Mulholland Books, 304 pages, $14.99 (c2011)
There's a joke Abraham Lincoln apocryphally used to tell: How many legs does a sheep have if you call a tail a leg? Answer: Four. Calling a tail a leg doesn't make it one.
Calling The House of Silk a Sherlock Holmes story and not a pastiche does not in fact make it a Sherlock Holmes story, as it would have been written by Sir Arthur Conan Doyle. Even if you have the imprimatur of the Conan Doyle estate. Sorry.
There isn't a single nod to all the arcana and trivia that Sherlockians and Holmesians adore, there's a veritable head-banging symphony of references to all those wink-wink Sherlock-isms (e.g., the 17 steps up to SH's rooms). That's pastiche wetting a toe in the sea of parody.
Having refused to call a tail a leg, what did I think of the story?
Anthony Horowitz is a genius. He is the man responsible for "Foyle's War," one of the best television mystery series (ever?). His storytelling and dialogue for that show is endearing, precise, informative, and enviable. If only he weren't such a fan of Sherlock Holmes, perhaps he could have stepped back, divested himself of the trivia, and made this book a true Holmesian wonder. Even so, it is a very entertaining tale, and amazingly clever in many instances (e.g., Sherlock and Mycroft trying to one-up each other on observations of the other).
The House of Silk starts out with Holmes and Watson temporarily reuniting when Mrs. W goes off to visit friends. In walks a man who claims he is being stalked by a criminal from America. While helping to locate the mysterious man, a Baker Street Irregular is gruesomely killed. (Doyle would never, never so graphically describe a death.) Holmes has a secondary goal: to avenge the young lad's death. And that, dear readers, eventually leads Holmes and Watson to try to find the House of Silk and what, if anything, it had to do with the young boy's death.
The case grows convoluted. Holmes is tossed in the gaol. Even with Mycroft and Lestrade on Team Sherlock, it is difficult going trying to unravel how everything is somehow related.
In fact, this is a very modern tale, with a modern focus on the crime. Watson writes from the perspective of old age, after Holmes has (actually) died. The come-on is that the story has been cached for 100 years because the tale is so shocking. I cannot imagine that Doyle would ever have written such a tale, even one that he buried for 100 years.
Again, letting go of the authenticity poppycock, what's left is a very good story. Horowitz uses Doyle's tactic of creating outrageous situations that eventually have real-world explanations, however improbable. Horowitz has parts for all the characters you've come to love in the Holmes Canon. He takes his readers credibly back to the fog-shrouded London that Holmes and Watson inhabit. He dangles a few clues. And he writes a story that's probably twice the size of anything Doyle would have created, but the extra is not padding.

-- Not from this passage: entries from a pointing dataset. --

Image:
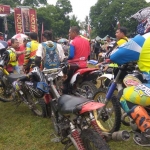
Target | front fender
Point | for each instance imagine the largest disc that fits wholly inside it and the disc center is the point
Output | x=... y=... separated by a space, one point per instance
x=104 y=76
x=90 y=106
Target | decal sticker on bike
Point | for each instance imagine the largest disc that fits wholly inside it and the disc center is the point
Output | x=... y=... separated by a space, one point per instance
x=130 y=80
x=142 y=90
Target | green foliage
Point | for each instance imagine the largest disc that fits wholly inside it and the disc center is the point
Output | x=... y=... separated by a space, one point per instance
x=105 y=13
x=12 y=3
x=74 y=21
x=53 y=20
x=64 y=6
x=33 y=2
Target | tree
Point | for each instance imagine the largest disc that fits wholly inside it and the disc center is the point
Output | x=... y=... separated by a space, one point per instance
x=12 y=3
x=53 y=20
x=33 y=3
x=105 y=13
x=64 y=5
x=74 y=21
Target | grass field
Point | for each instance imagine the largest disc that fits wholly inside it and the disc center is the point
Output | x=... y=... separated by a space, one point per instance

One of the blessings of Horowitz's narrative is that he makes everyone more human. For instance, Watson speculates on what happened to the criminals after he and Holmes caught them, what fear and remorse they may have felt. Even Holmes is shown in a more vulnerable light.
The House of Silk is different, not the same, so stop pretending it is. That way Horowitz can receive his proper and well-deserved accolades for creating a wonderful Sherlock Holmes world of his own.